La respuesta es: sí, claro. No quisiera robar más tiempo al lector ante las múltiples obligaciones o entretenimientos que estarán demandando su atención, de manera que podemos dar por concluido este artículo. No obstante, antes de echar la persiana me gustaría añadir un par de consideraciones finales ante un tema tan sugestivo, candente y que promete ser un asunto de discusión crucial en los próximos años. Quizá el debate por excelencia. 

Cualquiera que siga la actualidad es consciente de que estamos inmersos en un proceso de desmantelamiento nacional en todos los ámbitos, desde la disgregación interna a la subordinación externa. En lo que se refiere a los símbolos, nos dicen que sancionar las pitadas al himno nacional en los estadios sería contraproducente, al tiempo que se despenalizan la sedición, las injurias al Rey y el ultraje a la bandera. Esta última, de la que siempre nos recuerdan que apenas es un trapo, además ha perdido su preeminencia en edificios públicos en favor de otras foráneas.

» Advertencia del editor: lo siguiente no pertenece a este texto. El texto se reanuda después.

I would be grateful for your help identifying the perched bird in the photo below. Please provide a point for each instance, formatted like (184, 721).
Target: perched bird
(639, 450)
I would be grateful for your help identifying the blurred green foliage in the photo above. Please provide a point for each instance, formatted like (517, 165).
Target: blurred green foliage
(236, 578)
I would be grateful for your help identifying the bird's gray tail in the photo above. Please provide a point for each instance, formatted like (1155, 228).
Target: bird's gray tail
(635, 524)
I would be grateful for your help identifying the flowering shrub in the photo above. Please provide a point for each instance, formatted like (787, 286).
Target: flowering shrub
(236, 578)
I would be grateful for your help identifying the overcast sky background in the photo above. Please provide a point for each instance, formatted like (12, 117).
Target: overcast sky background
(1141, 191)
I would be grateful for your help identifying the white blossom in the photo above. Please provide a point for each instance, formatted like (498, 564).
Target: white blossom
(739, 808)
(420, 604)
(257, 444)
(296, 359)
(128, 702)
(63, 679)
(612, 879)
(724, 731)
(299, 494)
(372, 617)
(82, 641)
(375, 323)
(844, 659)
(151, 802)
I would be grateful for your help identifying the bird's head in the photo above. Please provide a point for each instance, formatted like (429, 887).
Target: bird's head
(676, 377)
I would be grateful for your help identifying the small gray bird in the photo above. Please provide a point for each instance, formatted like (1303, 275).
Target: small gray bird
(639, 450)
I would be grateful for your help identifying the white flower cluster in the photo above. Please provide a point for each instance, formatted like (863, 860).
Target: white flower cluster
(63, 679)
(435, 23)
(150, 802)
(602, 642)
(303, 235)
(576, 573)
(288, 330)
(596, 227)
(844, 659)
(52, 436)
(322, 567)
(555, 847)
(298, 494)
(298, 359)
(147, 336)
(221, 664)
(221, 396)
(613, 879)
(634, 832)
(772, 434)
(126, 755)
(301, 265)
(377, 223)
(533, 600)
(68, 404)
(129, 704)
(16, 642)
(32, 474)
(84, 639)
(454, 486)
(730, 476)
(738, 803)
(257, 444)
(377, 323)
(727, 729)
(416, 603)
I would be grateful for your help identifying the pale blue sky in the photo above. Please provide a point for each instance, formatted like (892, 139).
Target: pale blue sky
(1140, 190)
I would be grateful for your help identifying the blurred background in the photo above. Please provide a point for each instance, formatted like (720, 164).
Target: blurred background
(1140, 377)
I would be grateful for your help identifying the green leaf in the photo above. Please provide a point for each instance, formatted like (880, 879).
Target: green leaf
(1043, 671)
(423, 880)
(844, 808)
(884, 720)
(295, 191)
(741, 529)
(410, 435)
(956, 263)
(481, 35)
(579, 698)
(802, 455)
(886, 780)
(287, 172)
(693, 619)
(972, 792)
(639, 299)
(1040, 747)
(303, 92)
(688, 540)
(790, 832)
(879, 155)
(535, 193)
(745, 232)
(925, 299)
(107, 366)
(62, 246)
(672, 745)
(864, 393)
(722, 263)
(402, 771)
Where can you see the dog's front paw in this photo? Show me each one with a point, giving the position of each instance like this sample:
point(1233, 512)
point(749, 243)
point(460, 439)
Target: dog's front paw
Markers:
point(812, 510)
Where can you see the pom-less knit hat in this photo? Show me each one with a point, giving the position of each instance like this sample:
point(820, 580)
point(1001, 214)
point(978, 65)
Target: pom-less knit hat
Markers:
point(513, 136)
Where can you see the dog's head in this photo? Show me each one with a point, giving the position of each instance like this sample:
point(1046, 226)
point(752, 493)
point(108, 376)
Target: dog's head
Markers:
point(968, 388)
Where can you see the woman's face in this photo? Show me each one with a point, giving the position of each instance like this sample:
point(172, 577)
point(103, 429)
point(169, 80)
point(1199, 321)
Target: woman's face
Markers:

Por otra parte, cualquier reivindicación de soberanía en algún sector económico —ya sea producción alimentaria o energética— es sistemáticamente tachada de autarquía; querer proteger la seguridad de la población autóctona o no resignarse a que sea sustituida por otra se tilda de xenofobia y, según nos dejó explicado José Borrell con sabiduría de maestro zen, «las fronteras son las cicatrices que la historia ha dejado grabadas en la piel de la tierra». Rapto poético que nos remite al de otro renombrado dirigente socialista proclamando en su día que la tierra es del viento (luego ya pasará a ser de Marruecos). Tampoco cabe olvidar las numerosas reflexiones que nos han regalado diversas mentes preclaras del ámbito político-mediático acerca de que la patria es la infancia, la gente, los afectos, una comunidad de cuidados, los impuestos, los hospitales… Véase el empeño en aguar el concepto hasta alcanzar niveles homeopáticos que lo hagan tragable al paladar actual. Y ya, finalmente, como monstruo del pantano y foco de todas esas miasmas a evitar, tendríamos al nacionalismo.  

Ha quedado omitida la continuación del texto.